Key Tasks
I can’t give you a prescription for a successful organisation. Each hotel is different; you will have certain skills that you have brought to the business and you may or may not have a business background. You may have a partner, business or otherwise, or there may be three of you. All I can do is give you some considerations that you need to take into account as you organise your business for success.
Every hotel, whether it has five rooms or 100, has the same broad operational needs. The only difference is the scale and thus the time needed to carry them out. These key tasks are:
- housekeeping
- maintenance
- accounts/finance
- reservations/reception
- food and drink service
- human resources
- sales.
In a small operation it is likely that you do these all yourself, maybe with a little occasional assistance. You are able to do all the routine tasks in the morning and because you do not cook in the evening, you have time to make the requisite sales calls in the afternoon.
The difficulty starts when you have more than about ten rooms and a busy restaurant. You need to stay open all day, even if there is not much business in the afternoons. Breakfast starts at 7am and you do not finish clearing up in the restaurant until lam. You try to have one day off a week but you would like two. You still have the seven areas above to manage and that seems to take all day.
A larger and more complex operation will have specialists in many of these areas, particularly food and drink service which breaks down into restaurants, kitchen, bar and meetings. This sort of span of control is difficult to manage, so you will have to make some choices about those issues that you keep day-to-day responsibility for and those that you will hand over to others.
What you will have noticed about the seven core tasks is that six of them involve short-term operational issues and only sales is about the long term. What inevitably happens is that every short-term issue takes priority over your long-term tasks. In principle there is nothing wrong with this: if a waiter fails to turn up, it doesn’t help your customers if you don’t step in to help because you have an advertisement to write!
Unfortunately this sort of thing happens every day. Even though you have a well structured ‘to do’ list at the beginning of the week it is still the same at the end of the week. In order to be really effective you need to organise responsibilities within the hotel to allow you to focus your attention on longer-term business development opportunities.
Sales Activities
A hotel is like a car; it needs fuel to make it go! And the fuel is a steady stream of customers and guests. If in your case you just open your doors and customers walk into your restaurant and guests call up to make room reservations, all at the right times, and you go on holiday each year and make a good profit, then you are very lucky. Or deluded!

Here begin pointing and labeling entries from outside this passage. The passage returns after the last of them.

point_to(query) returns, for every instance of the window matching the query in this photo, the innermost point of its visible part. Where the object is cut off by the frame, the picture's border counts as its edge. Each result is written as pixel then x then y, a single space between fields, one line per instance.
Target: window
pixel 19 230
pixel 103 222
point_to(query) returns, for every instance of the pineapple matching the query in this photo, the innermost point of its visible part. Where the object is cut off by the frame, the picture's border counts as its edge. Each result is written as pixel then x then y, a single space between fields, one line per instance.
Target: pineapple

More likely, you make a lot of effort to generate more business. I can’t say how much effort you should make or what you need to do, since it depends on your own particular needs. This book sets out the options and some of the tactics that you can employ.

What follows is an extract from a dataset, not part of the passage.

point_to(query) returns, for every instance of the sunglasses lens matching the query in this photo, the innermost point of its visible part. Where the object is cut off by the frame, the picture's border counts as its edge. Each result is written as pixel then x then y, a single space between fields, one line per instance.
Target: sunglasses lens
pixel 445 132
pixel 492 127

Your actions will be one off, such as:
- Competition analysis.
- Brochures and internet site.
- Action plan.
And regular actions such as:
- Past client analysis – why did they stop using you?
- Current clients – develop relationships and mine their hierarchy.

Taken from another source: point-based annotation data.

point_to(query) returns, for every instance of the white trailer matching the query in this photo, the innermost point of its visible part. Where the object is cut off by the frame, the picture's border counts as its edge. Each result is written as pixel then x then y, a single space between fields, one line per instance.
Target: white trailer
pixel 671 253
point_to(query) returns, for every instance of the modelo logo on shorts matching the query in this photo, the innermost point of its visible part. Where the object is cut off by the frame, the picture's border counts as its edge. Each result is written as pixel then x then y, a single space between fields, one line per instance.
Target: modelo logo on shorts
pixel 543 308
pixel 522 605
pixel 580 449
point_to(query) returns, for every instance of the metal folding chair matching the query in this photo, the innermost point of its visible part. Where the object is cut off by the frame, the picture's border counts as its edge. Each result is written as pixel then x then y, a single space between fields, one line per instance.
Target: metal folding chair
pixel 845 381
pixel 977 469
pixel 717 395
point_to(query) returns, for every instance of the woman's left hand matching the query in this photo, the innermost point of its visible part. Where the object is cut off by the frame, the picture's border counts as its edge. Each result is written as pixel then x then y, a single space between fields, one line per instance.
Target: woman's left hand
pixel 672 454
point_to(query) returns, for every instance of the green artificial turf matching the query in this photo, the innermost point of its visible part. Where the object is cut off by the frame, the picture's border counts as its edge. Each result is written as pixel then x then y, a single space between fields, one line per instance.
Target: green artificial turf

- Prospects – telephone to find more potential.
- Direct mail – develop local potential for restaurant.
- Update website – add new facilities/activities/packages.
- Third parties – update daily with availability and rates.
- Check competition – look at current rates and availability.
- Research – keep eyes open for new housing or corporate moves.
- Agents – send thank you notes and find out if more business is available.
- Local bookers – keep in touch with tourist offices/attractions.
- Joint ventures – look for opportunities to join with complementary services.
This is just the start of the potential. How much time should you allocate to this activity?
Well this depends on how you organise the business development activity. It doesn’t have to be done by you. But it is your responsibility to make it happen, so you need to allocate quality time to assessing what has been done and planning what has to be done. In my view, if you are doing all this yourself you should probably allocate 40 per cent of your time to looking after the future. If you have a sales executive that shares the activity then maybe 20 per cent is reasonable.
As I have said before, it is the quality of the time that is vital. Marketing of any sort is about the long-term and you need to have a clear head (and a clear desk!) in order to give it the attention it deserves.
If you find it difficult to get organised, try to allocate a quiet time each day, even if it is just an hour. If, in those five hours per week, you manage to persuade one new client to use you, you will have 50 new clients. Even if each client only gives you ten room nights a year at a rate of £ 60, then you have generated an extra £ 30,000 a year. It’s all about small steps.